The plot introduces a centerfold competition for Plaything magazine, owned by Bob Gordon (Jay Richardson), a Hugh Hefner knockoff who owns four miles of private beach. Models Inga (Raelyn Saalman) and Betty (Tammy Parks) would like to sleep with the boss to win the prize, but Gordon is guarded by a jealous girlfriend, Rosita (Nikki Fritz). The more deserving model Angel Grace (J.J. North) is a sweet airhead fearful of losing her beauty; she's been taking a special potion from Dr.Lindstrom (John Lazar of Beyond the Valley of the Dolls). Lindstrom's test rats have grown to inordinate size and are proving to be a major extermination problem, and he's anxious to contact Angel to ask if she's ... gotten bigger lately. But Angel has already ennlarged tenfold and is living in a tent on Gordon's beach. Cheesecake photographer and resident heel Mark (Tim Abell) is abetting Gordon's exploitation of the giantess, while assistant Wilson (Ted Monte) truly loves Angel and wants to help.

Most every scene goes straight to showing these women topless, which soon becomes intensely counter-sexy. There is almost no human contact in the picture, which conceives of life purely in terms of girlie pin-ups. The special effects are basic video mattes more primitive than those seen in the films of the 1950s. When a second giant girl appears for the final reel, Fred Olen Ray takes the king-sized cat fight to Hollywood Boulevard for perhaps ten static split screen setups. Precocious eight year-olds sneaking into Dad's private collection are the only audience that's going to appreciate this one.

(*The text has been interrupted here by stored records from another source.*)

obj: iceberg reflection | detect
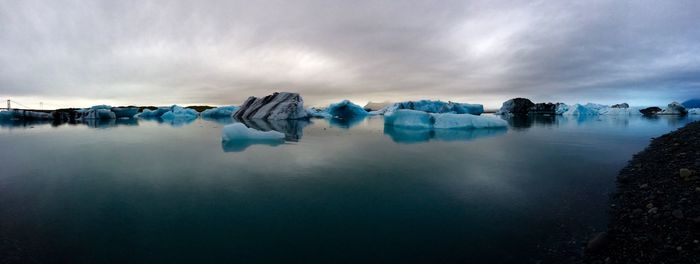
[384,126,508,144]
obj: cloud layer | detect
[0,0,700,106]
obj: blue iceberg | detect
[384,110,508,129]
[201,105,238,118]
[160,105,199,120]
[370,100,484,115]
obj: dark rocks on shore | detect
[498,97,535,115]
[639,106,661,116]
[584,122,700,263]
[610,103,630,108]
[528,103,557,115]
[233,92,307,120]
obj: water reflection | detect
[384,126,508,144]
[328,116,366,129]
[221,139,284,152]
[202,116,236,125]
[236,119,311,142]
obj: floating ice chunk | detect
[138,107,170,118]
[564,104,598,116]
[306,107,333,118]
[111,107,139,118]
[160,105,199,120]
[90,105,112,110]
[554,103,569,115]
[202,105,238,118]
[369,100,484,115]
[326,100,367,119]
[221,123,284,141]
[657,102,688,115]
[384,110,435,128]
[82,108,117,119]
[384,109,508,129]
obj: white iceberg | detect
[201,105,238,118]
[326,100,367,119]
[221,123,284,141]
[306,107,333,118]
[82,106,117,119]
[138,107,170,118]
[160,105,199,120]
[369,100,484,115]
[564,104,598,116]
[384,109,508,129]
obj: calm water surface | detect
[0,116,698,263]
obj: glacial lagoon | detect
[0,116,700,263]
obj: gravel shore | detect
[584,122,700,263]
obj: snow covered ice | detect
[221,123,284,141]
[384,110,508,129]
[201,105,238,118]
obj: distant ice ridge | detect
[306,100,368,119]
[221,123,284,141]
[201,105,238,118]
[160,105,199,120]
[369,100,484,115]
[557,103,642,116]
[384,109,508,129]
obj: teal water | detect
[0,116,698,263]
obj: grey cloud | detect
[0,0,700,107]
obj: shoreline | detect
[584,121,700,263]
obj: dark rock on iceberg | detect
[496,98,535,115]
[639,106,661,116]
[682,99,700,108]
[528,103,557,115]
[610,103,630,108]
[233,92,307,120]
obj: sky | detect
[0,0,700,108]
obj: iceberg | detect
[233,92,308,120]
[564,104,598,116]
[306,107,333,118]
[0,109,53,120]
[138,107,170,118]
[657,102,688,115]
[496,98,535,115]
[201,105,238,118]
[369,100,484,115]
[221,123,284,141]
[111,107,139,118]
[326,100,367,119]
[82,106,117,119]
[160,105,199,120]
[384,109,508,129]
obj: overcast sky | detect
[0,0,700,107]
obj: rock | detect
[682,98,700,108]
[671,209,683,219]
[657,102,688,115]
[678,168,693,178]
[586,232,609,253]
[610,103,630,108]
[111,107,139,118]
[363,101,391,112]
[528,103,558,115]
[233,92,308,120]
[496,98,535,115]
[639,106,661,116]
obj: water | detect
[0,116,698,263]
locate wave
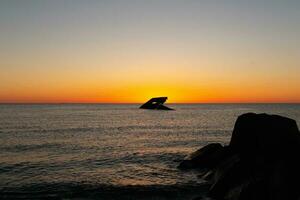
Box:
[0,183,208,200]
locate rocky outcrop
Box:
[140,97,173,110]
[179,113,300,200]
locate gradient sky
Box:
[0,0,300,103]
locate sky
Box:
[0,0,300,103]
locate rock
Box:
[140,97,173,110]
[181,113,300,200]
[229,113,300,161]
[178,143,225,169]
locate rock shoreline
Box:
[178,113,300,200]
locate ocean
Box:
[0,104,300,200]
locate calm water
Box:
[0,104,300,199]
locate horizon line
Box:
[0,102,300,105]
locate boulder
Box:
[181,113,300,200]
[140,97,173,110]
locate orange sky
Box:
[0,0,300,103]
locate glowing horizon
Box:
[0,0,300,103]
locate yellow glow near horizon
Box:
[0,0,300,103]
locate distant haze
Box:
[0,0,300,103]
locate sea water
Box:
[0,104,300,199]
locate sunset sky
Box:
[0,0,300,103]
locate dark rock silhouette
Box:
[140,97,173,110]
[179,113,300,200]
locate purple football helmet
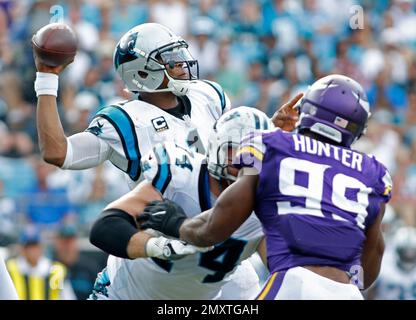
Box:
[297,74,371,147]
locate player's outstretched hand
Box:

Genre fans will quickly I.D. the film's name guest stars - Ray regulars and recognizable name talent from the past making three-line appearances. Besides cult actor Lazar, there's Michelle Bauer, graduated from nudie cutie to clothed comedienne; Russ Tamblyn, a long way from Riff and West Side Story, Ross Hagen (The Devil's 8), Tommy Kirk (The Absent Minded Professor), Stanley Livingston (My Three Sons), Steve Barkett, Forry Ackerman, Ted Newsom and Jim Wynorski. All seem to be having a good time. Writer Steve Armogida (Inner Sanctum II) salts the script with in-jokes, mostly character names associated with The Amazing Colossal Man and its sequel: B. Gordon, Dr. Lindstrom, Joyce Mann(ing), Glenn Manning. The Invisible Man "Mr. Griffin" makes a pointless appearance as well.

Ray's American Independent label produced the film, which like Dinosaur Island was bankrolled by Roger Corman. If you read the small print, the DVD is distributed by Buena Vista Home Entertainment, which basically means that in the modern world of corporate profit, Mickey Mouse is quite content to bed down with soft-core (no core?) sex comedies.

Buena Vista Home Video's DVD of the R-Rated Attack of the 60 Foot Centerfold is a flat presentation given a less-than adequate bit rate, resulting in some scenes looking soft or digital-grainy. It will look fine on a small monitor. The packaging promises a trailer that did not appear, although several other Concorde soft-core trailers do; two stills on the back cover illustrate scenes not appearing in the film.